LA RÉSISTANCE ANTI-RACISTE DES SANS PAPIERS ANTIDOTE DE LA FASCISATION

Coup de hache à Saint Bernard, multiples « évacuations sanitaires et médicales » de 13 grèves de la faim à Lille, les centaines d’occupations de bâtiments publics ou patronaux, d’églises, de places publiques, les marches inter-villes en France et transfrontalières européennes, les grèves de sans papiers dans les entreprises, les manifestations de solidarité avec les usines en grève, etc.,

Le combat social et démocratique des sans papiers est un prolongement direct du formidable mouvement gréviste de novembre/décembre 1995. La lutte des Sans Papiers indique aussi la voie de la lutte pour tous les autres exclus et précaires que sont les sans emploi, les sans ressources, les sans domicile fixe. Malgré les hauts et bas qui jalonnent une lutte aussi longue, deux danger guettent notre mouvement dans son évolution: d’une part, le danger de droite de la capitulation, des compromissions et de la trahison de la revendication de régularisation globale qui liquide la lutte. D’autre part, le danger de l’isolement sectaire gauchiste qui isole les sans papiers des autres travailleurs, des autres forces démocratiques, y compris de l’immigration régulière. Construire un mouvement national véritable pour la régularisation des sans papiers, c’est éviter ces deux déviations pour garder le cap de la mobilisation populaire de masse condition sine qua non de la satisfaction de nos légitimes revendications. C’est un travail difficile, complexe qui influe sur le choix des actions du mouvement. Mais c’est la voie incontournable au vu de la régression des positions démocratiques, internationalistes, anti-racistes et antifascistes.
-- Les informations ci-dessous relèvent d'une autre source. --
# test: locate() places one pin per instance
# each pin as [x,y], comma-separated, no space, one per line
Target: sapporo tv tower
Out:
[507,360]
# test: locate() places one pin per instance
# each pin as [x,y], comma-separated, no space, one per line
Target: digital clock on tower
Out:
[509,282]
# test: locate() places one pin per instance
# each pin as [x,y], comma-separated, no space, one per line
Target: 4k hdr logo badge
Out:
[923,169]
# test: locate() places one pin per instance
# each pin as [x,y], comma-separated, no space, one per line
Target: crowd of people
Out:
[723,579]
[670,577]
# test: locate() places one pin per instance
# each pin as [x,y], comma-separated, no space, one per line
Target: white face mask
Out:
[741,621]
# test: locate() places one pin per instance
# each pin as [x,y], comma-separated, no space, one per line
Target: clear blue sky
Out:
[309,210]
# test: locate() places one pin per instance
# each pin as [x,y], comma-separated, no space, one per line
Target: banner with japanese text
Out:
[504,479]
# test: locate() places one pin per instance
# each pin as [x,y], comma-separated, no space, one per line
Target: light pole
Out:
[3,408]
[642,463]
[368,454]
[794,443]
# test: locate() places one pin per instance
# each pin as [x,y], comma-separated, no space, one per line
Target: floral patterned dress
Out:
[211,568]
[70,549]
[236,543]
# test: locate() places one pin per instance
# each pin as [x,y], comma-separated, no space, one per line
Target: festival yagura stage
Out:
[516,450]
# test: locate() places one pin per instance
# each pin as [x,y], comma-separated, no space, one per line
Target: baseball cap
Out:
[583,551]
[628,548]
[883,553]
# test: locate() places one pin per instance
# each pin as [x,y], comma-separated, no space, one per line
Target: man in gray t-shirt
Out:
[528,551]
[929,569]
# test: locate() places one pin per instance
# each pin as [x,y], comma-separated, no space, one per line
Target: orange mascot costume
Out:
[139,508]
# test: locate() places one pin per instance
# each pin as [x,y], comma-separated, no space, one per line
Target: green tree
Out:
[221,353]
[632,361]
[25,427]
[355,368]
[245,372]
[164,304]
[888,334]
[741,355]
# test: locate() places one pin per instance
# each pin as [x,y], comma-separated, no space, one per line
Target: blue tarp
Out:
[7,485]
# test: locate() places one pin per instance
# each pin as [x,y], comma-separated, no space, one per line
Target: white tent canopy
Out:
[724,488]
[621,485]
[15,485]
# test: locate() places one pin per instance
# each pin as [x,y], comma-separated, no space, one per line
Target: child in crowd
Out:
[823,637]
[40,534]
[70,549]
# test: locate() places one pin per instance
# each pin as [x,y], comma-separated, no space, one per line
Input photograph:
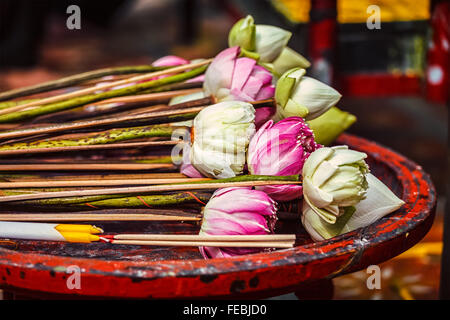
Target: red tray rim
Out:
[245,274]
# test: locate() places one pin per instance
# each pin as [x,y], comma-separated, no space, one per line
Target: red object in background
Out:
[322,39]
[438,68]
[37,269]
[379,84]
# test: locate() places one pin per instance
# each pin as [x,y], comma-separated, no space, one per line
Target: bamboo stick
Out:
[93,89]
[108,176]
[83,148]
[255,244]
[93,217]
[199,185]
[94,183]
[149,97]
[90,98]
[86,166]
[98,202]
[76,79]
[161,113]
[110,136]
[206,238]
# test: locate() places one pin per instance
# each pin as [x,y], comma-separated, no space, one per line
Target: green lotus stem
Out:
[248,178]
[150,200]
[9,104]
[90,98]
[110,136]
[113,201]
[76,79]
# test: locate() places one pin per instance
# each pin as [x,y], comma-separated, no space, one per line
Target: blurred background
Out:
[395,78]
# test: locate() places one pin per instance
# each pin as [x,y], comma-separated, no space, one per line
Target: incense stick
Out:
[147,97]
[85,166]
[84,148]
[101,122]
[145,189]
[75,79]
[94,217]
[214,238]
[94,183]
[105,86]
[254,244]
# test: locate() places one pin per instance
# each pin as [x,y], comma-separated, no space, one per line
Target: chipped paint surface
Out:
[142,272]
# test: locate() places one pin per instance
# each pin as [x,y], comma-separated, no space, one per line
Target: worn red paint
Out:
[255,275]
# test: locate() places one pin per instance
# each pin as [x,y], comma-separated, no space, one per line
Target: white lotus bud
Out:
[379,202]
[334,178]
[301,96]
[222,133]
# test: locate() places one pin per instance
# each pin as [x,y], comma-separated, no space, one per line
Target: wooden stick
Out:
[105,86]
[94,183]
[146,97]
[84,148]
[141,190]
[214,238]
[100,122]
[254,244]
[76,79]
[108,176]
[85,166]
[93,217]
Nous traversons une période réactionnaire sur fond de crise du système capitaliste. La défaite de l’URSS, du socialisme d’Europe décuple à un niveau jamais égalé jusqu’ici l’arrogance des classes dominantes et forces politiques rétrogrades de droite et de gauche. Les travailleurs et les forces démocratiques subissent de plein fouet une agression sociale, économique, culturelle et politique sans précédent. Le totalitarisme du libéralisme lamine tous les acquis sociaux et démocratiques des générations précédentes de travailleurs et des peuples. La fascisation de la droite et de la gauche libérale en France fait le lit du fascisme.
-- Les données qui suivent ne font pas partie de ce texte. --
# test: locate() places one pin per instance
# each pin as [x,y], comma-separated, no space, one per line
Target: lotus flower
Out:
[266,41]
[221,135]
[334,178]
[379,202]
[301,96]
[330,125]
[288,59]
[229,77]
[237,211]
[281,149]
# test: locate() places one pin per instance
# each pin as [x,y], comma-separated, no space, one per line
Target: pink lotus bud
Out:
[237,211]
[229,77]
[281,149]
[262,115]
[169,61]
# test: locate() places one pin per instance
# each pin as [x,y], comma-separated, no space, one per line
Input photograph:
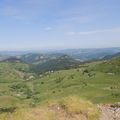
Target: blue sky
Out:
[59,24]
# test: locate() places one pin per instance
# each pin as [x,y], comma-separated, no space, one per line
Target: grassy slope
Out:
[93,85]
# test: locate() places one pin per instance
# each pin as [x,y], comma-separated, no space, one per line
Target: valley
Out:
[43,86]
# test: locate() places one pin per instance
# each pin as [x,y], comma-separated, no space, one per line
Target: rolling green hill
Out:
[110,66]
[60,63]
[21,90]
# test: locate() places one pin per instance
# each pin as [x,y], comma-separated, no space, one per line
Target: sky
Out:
[59,24]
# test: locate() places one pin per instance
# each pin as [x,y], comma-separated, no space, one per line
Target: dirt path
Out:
[110,112]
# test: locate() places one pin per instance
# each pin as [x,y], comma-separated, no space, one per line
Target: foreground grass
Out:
[67,108]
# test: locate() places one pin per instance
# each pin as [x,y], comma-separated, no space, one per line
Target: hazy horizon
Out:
[59,24]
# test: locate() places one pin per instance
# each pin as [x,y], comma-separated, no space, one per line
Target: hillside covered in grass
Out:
[26,93]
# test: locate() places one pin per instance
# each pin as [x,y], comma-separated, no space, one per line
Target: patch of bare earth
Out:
[110,112]
[62,114]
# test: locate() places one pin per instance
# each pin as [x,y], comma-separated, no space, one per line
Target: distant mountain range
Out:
[78,54]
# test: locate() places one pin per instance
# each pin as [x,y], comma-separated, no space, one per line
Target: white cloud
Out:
[48,28]
[94,32]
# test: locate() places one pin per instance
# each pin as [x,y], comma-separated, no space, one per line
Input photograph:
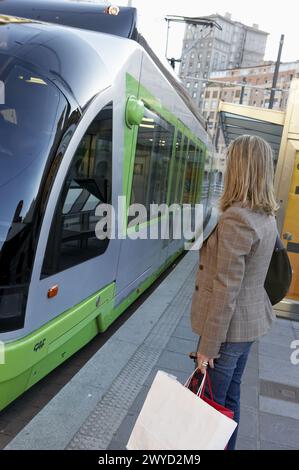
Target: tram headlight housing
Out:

Dans cette attaque des classes exploiteuses et des forces politiques à leur service, l’arme du chauvinisme, du tribalisme, de l’intégrisme religieux catholique ou islamique, de l’ethnicisme et du sexisme sert la division des travailleurs et des forces sociales, démocratiques et les affaiblis. Le poison de « l’immigration bouc émissaire », ressassé à chaque problème de banlieue, de toxicomanie, de délinquance, d’insécurité, de licenciement, de terrorisme aboutit à casser l’unité du tissu social au sein des classes exploitées, pour les conduire ensuite les uns après les autres à l’abattoir des intérêts prédateurs du patronat exploiteur.

Karl Marx disait à juste titre: « les ouvriers blancs ne peuvent s’émanciper là où les ouvriers à la peau noire sont marqués au fer rouge » (Le Capital). Les forces sociales et démocratiques en France ont intérêt à faire le bilan de ce qu’a apporté plus de deux décennies de lois racistes répressives contre l’immigration, à faire le point sur ce qu’elles ont gagné après plus de deux décennies de politiques présentant les minorités nationales immigrées comme les bouc émissaires des malheurs sociaux provenant de la crise du capitalisme, de politiques anti-immigré(e)s basées sur la « préférence nationale » et les expulsions.

La lutte des sans papiers a fait objectivement progresser les positions démocratiques, anti-racistes et antifascistes mieux que 20 ans de palabres « humanistes, républicaines assimilationnistes et paternalistes ». Certes, il y a encore beaucoup de chemin à faire; mais la tâche de construction d’un mouvement national pour la régularisation globale des sans papiers ferme sur ses revendications et capable de mobiliser des forces sociales et démocratiques de plus en plus nombreuses, tout en prenant toute sa place dans les luttes d’ensemble des travailleurs et du peuple de France est encore celle de l’heure.

Mars 2025

PS : Ce texte est dédié à nos camarades animateurs avec l’auteur de cette longue marche anti-raciste et antifasciste des sans papiers en France : feus Romain Binazon, Madjiguéne Cissé, Assane Samb.